Wednesday, January 11, 2017

Bush pigs, Nicki Minaj, and Chocolate-Ginger Tarts




At my camp in the Gombe Forest, I hear dogs barking in the distance. Then I remember they are actually baboons and I smile. As I write this, there is a troop of baboons barking at each other and walking across the roof of my tent. They are everywhere. They look right at you as if to size you up and say, “I can take you.” Then you move a little and they walk on. If it is a juvenile baboon, it may scurry away, looking back at you to make sure you’re not following. If it’s a large adult male, it will saunter off with a swagger. There are all kinds of animals in the forest here, many of which come right through camp. I may have dreamed that there were bush pigs snorting around in the middle of the night last night – or there may have actually been bush pigs. You never know around here, and it’s all good. (Photo below: Baboons)



It’s hard to remember that, besides the generator, all the noises here are natural. No matter how manmade they sound. The tinny and metallic insect noises, the cicadas that pierce your eardrums like an excruciatingly loud alarm buzzer, the birds that call on a regular pattern over and over for minutes until you’re sure they must be on a recorded loop. My brain keeps trying to match the sounds of the forest with something it is familiar with. It takes a second or two for it to catch on that we’re not in Kansas anymore.



There are only six things to do at the Gombe Forest Camp, which I think makes it the most peaceful place I’ve ever stayed. You can (1) sleep, (2) eat, (3) read, (4) write, (5) go to the lake, or (6) talk. There is no wi-fi and cell signal only on the boat ride to Gombe. Fortunately there are some fun and interesting people here who enjoy talking and laughing, so most of our non-chimp chasing hours are spent hanging out. We’ve talked about life, death, religion, culture, politics (everyone here wants to talk about Trump), genetics, nature vs. nurture, family life, animal behavior, conservation, life in the bush, Africa, the United States, and pretty much everything else. When not talking, reading, or writing, I’ve managed to take a kayak out onto the lake, which was calm and lovely, although I was cautioned by the local staff not to go too far North or South because “sometimes problems with men from village.”



Athumani (pronounced Asumani, in the photo above) is a young Tanzanian man who studied wildlife and became a guide. He works for the Mbali Mbali Lodges company at Gombe Forest Camp. His English is excellent, although he has a thick Swahili accent. Athumani knows a lot about the wildlife in the region, and does the best imitation of a bush pig I’ve ever heard. I guess that’s not saying a lot because I’ve never heard another imitation of a bush pig, but what I mean to say is that it’s very good. He can also do all the different chimp communication calls, baboon talk, and I’m sure a host of other fantastic animal sounds that I haven’t been privileged to witness. Athumani is a great storyteller and loves to laugh. When he gets time off (which isn’t often, as they work 7 days a week) he goes into Kigoma “with my boyz” and parties at the discos. He likes Eminem and Nicki Minaj. We sang a short rendition of “Anaconda” until we were both laughing so hard that we could no longer get the words out.

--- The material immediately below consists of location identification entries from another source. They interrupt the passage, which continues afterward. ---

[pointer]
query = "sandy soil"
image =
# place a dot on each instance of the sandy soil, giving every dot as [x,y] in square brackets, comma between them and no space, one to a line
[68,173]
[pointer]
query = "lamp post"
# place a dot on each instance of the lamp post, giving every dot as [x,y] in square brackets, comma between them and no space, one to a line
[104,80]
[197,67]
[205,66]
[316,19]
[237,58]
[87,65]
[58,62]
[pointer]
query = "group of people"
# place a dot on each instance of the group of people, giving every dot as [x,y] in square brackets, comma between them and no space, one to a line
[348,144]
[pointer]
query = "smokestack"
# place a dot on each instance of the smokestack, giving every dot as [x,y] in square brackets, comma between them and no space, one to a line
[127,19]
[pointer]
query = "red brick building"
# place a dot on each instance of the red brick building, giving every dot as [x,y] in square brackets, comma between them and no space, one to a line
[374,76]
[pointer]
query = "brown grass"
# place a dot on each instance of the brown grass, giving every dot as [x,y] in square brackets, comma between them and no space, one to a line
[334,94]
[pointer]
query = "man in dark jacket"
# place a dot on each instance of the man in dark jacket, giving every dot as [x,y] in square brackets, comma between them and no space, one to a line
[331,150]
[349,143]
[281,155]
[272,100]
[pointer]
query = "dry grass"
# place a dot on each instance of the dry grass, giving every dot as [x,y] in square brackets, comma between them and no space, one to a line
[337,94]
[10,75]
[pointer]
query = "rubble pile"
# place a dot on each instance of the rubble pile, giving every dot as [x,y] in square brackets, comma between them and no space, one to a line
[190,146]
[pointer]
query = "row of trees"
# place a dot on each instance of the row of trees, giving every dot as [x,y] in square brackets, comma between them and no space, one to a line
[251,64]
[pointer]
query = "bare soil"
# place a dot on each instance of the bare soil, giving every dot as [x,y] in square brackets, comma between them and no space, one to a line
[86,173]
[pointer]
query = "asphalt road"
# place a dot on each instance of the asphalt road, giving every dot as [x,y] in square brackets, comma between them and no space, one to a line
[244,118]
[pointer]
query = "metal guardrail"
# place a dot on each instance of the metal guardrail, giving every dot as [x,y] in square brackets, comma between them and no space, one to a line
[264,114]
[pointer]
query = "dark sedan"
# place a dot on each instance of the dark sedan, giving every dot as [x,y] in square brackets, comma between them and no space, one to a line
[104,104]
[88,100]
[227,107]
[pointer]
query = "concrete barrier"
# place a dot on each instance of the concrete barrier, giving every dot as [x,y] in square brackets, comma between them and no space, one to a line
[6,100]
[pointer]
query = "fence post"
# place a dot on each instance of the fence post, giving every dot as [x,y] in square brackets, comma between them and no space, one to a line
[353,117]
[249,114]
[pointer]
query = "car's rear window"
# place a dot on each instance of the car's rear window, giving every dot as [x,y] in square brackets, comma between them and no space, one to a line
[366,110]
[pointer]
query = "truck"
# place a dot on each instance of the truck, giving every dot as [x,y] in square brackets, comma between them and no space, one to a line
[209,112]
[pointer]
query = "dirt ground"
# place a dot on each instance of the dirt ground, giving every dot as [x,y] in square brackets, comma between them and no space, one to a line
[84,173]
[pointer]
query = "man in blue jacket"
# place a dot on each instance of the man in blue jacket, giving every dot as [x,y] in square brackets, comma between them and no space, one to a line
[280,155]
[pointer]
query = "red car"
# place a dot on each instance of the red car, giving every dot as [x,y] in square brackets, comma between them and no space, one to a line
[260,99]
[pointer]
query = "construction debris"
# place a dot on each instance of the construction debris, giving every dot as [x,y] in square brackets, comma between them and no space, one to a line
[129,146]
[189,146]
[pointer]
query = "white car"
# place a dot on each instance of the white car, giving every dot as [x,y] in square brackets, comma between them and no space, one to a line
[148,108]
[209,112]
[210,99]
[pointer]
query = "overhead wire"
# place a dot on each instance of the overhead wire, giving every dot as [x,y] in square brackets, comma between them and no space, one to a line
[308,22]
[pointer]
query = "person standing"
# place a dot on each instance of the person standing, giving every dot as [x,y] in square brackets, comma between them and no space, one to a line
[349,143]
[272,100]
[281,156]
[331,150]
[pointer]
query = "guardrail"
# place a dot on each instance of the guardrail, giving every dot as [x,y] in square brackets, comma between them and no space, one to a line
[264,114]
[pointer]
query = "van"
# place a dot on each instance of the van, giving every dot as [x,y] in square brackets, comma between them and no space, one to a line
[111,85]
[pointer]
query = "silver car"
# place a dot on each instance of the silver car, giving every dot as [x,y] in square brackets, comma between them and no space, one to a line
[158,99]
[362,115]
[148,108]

The Tanzanians that I’ve come into contact with – granted, they are almost all in the service industry – have been incredibly welcoming. They smile freely and often, love to chat if you show interest, and are happy to help you with anything you like. Neil, the Professional Game Hunter, told us a story about how the locals in one remote hunting area felt bad that he had to sleep on the floor of their huts or drive 6-7 hours back to the main camp. So they built him a house in the off-season as a surprise gesture. A house!

Even the bathroom is supportive. Every time you use the facilities, if you remember to glance over at the new toilet paper roll, it says “Nice one.”



I am amazed at the quality of the meals here. The chef, a young local guy who went to culinary school, produces three course meals twice daily and a breakfast buffet with homemade breads. Meals range from curried fish kebabs, to chicken stuffed with mushrooms to American-style hamburgers (without the antibiotics). He has served the most delicious mashed potatoes molded into a shell shape with a light dusting of cinnamon, and fresh avocado and tomato salads.

But it’s the dessert where this guy just outdoes himself. One night we had chocolate ganache tarts with a ginger infused crust. The chef actually made 4 inch chocolate leaves to garnish the top of the tart. Another night he produced individual caramel flans, with the kind of candied toasted brown sugar topper that you would see on a Gordon Ramsey cooking show. And he’s doing all this in a tiny kitchen powered by a generator (and propane, I imagine) in the middle of the forest. Incredible.




Each of the three nights at camp, I sit at a bonfire overlooking Lake Tanganyika with a Kili beer in hand, and try not to feel too guilty that my husband is exhausted, dirty, and sleep deprived while I’m eating chocolate tarts.